Fair gehandelte Waren sind an Kennzeichnungen, Aufschriften und Siegeln zu erkennen. Aber wie aussagekräftig sind diese?
Quelle: imago/Newscast
Fairer Handel soll die Grundlage für gerechte Handelsstrukturen bilden und Arbeits- und Sozialstandards unterstützen. Kleinbauern und Kleinbäuerinnen, überwiegend aus Afrika und dem Mittleren Osten, sollen dadurch die Möglichkeit zu einem angemessenen Einkommen haben, um ihren Lebensunterhalt zu decken und Zugang zu den Märkten der Industriestaaten zu erhalten.
Ohne rechtlich geschützte Begriffe ist es jedoch schwer abzugrenzen, welche Produkte wirklich fair gehandelt werden. Da "fair" nicht rechtlich geschützt ist, gibt es keine allgemeinen Vorgaben. Sie sind je nach Siegel und Organisation unterschiedlich.
Zu den vertrauenswürdigsten Nachhaltigkeitssiegeln für Lebensmittel zählen laut Stiftung Warentest "Fairtrade", "Naturland" und "Hand-in-Hand". Sie sollen es ermöglichen, fair gehandelte Lebensmittel zu erkennen.
Verlässliche Siegel
Bei diesem Siegel ist die Bio-Zertifizierung Pflicht. Außerdem besitzt es eine starke ökologische und soziale Ausrichtung, die zum Beispiel für das Verbot von Kinderarbeit oder Einhaltung der Menschenrechte steht.
Dieses Siegel besitzt Mindestpreise und vergibt Prämien für Gemeinschaftsprojekte. Die Organisation setzt sich für Umweltschutz, demokratische Organisationsstrukturen und sichere Arbeitsbedingungen ein. Zusätzlich verfügen sie über gute Kontrollmechanismen durch den globalen Fairtrade-Zertifizierer Flocert.
Hier wird Bio und fair vereint. Es wird großen Wert auf ökologische, ökonomische und soziale Nachhaltigkeit gelegt. Mindestpreise und Prämien sind gewährleistet und lassen sich gut zurückverfolgen.

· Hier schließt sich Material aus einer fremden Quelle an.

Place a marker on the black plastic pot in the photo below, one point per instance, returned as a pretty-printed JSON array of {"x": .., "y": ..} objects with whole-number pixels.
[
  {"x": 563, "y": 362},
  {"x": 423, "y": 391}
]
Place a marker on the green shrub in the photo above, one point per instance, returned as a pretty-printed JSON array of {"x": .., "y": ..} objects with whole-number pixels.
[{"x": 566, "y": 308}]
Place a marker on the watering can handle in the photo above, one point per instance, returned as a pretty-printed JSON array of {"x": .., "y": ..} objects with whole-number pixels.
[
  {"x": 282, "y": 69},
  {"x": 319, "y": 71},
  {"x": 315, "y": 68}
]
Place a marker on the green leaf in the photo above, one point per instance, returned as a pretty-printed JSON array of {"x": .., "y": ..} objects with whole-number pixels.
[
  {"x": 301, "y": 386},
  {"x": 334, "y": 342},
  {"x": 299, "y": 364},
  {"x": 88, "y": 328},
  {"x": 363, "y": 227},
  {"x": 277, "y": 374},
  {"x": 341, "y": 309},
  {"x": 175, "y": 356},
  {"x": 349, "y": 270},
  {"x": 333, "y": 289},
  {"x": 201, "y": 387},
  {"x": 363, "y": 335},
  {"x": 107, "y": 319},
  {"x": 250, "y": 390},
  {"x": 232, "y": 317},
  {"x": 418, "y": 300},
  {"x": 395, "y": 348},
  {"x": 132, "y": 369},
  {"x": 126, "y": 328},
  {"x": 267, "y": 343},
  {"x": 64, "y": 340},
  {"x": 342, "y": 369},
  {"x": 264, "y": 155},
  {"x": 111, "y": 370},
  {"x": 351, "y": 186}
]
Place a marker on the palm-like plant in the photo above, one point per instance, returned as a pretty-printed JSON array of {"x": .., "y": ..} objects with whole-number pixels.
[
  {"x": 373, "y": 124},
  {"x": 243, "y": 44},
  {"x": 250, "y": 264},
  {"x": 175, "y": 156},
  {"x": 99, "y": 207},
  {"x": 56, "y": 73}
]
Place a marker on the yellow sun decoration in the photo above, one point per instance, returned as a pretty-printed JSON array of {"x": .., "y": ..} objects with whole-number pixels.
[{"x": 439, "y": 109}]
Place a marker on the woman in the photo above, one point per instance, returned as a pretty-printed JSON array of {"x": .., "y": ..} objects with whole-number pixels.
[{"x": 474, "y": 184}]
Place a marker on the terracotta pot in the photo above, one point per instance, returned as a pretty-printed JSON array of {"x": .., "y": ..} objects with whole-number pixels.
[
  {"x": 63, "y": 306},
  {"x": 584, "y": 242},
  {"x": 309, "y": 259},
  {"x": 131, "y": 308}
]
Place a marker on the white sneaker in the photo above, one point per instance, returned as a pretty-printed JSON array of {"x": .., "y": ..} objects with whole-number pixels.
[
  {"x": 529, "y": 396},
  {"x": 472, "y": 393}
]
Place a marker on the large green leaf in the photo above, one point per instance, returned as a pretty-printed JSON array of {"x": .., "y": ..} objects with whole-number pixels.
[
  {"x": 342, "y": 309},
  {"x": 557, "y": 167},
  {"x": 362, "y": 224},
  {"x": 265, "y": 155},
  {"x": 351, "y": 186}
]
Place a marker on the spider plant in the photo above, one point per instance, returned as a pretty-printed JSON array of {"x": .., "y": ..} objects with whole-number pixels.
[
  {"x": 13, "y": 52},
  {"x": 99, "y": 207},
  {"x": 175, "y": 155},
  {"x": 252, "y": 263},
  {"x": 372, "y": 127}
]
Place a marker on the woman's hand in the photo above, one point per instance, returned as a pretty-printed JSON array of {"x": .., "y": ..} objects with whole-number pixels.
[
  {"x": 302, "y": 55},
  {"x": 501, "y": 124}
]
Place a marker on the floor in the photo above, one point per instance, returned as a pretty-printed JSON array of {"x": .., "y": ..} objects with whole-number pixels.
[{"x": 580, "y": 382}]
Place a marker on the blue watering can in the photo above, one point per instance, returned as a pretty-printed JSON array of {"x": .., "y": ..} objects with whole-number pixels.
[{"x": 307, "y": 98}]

Wann es sich um faire Lebensmittel handelt
Die Dachorganisation Fairtrade International zum Beispiel, legt garantierte Mindestpreise für Rohstoffe fest. Gehen die Rohstoffpreise in die Höhe, sollen die Kleinbauern den höheren Weltmarktpreis erhalten. Caroline Brunnbauer von der Verbraucherzentrale merkt allerdings an: "Auch Mindestpreise sichern nicht immer die Existenz."
Da staatliche Kontrollen fehlen, erfolgt die Überwachung des fairen Handels durch individuelle Kontrollsysteme der jeweiligen Organisationen, die hinter den Labels stecken. Die unterschiedlichen Kriterien sind nicht immer nachvollziehbar und erschweren den Vergleich der verschiedenen Siegel.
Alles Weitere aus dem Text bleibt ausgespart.